# The Great Canadian Bank Debate



## Killer Z (Oct 25, 2013)

Forgive me if a thread such as this one has previously been created. I searched the forums and could not find one.

My portfolio is well diversified, however unlike most investors, I find myself currently lacking in Canadian financial institutions. I currently have approx. $30,000 available in my TFSA that I wish to invest into Canadian financial institutions. I plan to then sprinkle half of my annual TFSA contribution toward this position each year (i.e. approx. $2,750 next year).

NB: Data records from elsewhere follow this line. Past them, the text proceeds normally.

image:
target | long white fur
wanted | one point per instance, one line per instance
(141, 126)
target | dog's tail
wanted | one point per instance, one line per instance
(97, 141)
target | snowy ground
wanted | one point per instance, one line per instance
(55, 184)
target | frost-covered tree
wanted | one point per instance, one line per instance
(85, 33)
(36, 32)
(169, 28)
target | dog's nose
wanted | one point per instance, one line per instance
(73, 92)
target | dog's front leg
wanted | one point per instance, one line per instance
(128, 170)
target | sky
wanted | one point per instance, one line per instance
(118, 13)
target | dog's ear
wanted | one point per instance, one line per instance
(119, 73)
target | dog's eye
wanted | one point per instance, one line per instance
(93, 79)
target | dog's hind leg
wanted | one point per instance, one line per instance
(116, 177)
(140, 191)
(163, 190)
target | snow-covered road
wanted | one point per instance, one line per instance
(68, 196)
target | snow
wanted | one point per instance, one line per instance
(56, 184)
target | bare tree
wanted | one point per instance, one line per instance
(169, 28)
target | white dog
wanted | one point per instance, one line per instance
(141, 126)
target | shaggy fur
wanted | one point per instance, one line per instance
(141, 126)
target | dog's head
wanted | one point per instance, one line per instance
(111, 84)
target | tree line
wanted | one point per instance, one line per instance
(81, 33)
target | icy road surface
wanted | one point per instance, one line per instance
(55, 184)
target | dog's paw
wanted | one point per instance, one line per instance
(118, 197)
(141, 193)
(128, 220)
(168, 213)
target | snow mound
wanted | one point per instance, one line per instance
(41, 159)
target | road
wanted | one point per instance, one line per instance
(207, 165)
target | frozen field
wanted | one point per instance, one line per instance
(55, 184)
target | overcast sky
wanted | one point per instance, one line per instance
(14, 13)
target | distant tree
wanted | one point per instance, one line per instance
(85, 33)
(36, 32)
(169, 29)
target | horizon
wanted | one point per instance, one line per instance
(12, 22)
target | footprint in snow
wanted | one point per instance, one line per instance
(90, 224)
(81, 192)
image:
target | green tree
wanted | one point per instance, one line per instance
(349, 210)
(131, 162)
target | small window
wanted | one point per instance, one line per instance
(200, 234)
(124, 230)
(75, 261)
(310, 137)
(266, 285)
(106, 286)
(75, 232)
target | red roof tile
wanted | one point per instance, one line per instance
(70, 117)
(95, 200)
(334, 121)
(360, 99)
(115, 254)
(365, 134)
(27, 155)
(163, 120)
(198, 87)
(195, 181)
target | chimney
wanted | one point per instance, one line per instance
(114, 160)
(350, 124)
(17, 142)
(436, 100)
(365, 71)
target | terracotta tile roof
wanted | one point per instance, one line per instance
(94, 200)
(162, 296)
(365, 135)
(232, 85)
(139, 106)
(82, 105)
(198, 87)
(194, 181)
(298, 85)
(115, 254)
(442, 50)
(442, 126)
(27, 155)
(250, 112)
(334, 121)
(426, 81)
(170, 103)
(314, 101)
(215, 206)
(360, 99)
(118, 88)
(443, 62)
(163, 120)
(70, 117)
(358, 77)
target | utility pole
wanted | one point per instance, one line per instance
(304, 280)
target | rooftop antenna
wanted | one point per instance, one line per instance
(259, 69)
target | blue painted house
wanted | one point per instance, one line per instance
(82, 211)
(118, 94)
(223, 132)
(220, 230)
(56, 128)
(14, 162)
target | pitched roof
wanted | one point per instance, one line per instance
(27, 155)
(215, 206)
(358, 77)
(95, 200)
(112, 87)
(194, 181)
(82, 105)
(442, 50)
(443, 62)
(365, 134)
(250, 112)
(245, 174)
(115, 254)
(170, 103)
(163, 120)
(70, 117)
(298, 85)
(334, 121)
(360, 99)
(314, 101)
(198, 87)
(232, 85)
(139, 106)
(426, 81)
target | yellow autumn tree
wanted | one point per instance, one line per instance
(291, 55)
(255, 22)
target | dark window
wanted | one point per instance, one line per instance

It appears I have a few options:

*1) Direct Exposure (all banks): * I can simply start positions in the Big 5, and slowly add to them moving forward. I would likely purchase in two tranches per year to benefit from some level of dollar cost averaging. High transaction costs, but well diversified.

*2) Direct Exposure (1-2 banks): *I can choose 1 or 2 of the Big 5, start positions, and slowly add to them moving forward (perhaps BNS and TD). This would allow me to achieve the ability to DRIP much faster I would once again likely purchase in two tranches per year to benefit from some level of dollar cost averaging. Lower transaction costs than Option #1, but not as well diversified.

*3) ETF Exposure:* I could purchase a Cdn Fin ETF such as any of these:

BMO Equal-Weight Banks (ZEB) 
iShares S&P/TSX Capped Financials (XFN) 
iShares Equal-Weight Bank and Lifeco (CEW) 
BMO Covered-Call Banks (ZWB)
Horizons Enhanced Income Financials (HEF)

Downside are the MERs with the ETFs, the upside is the instant diversification and faster ability to DRIP.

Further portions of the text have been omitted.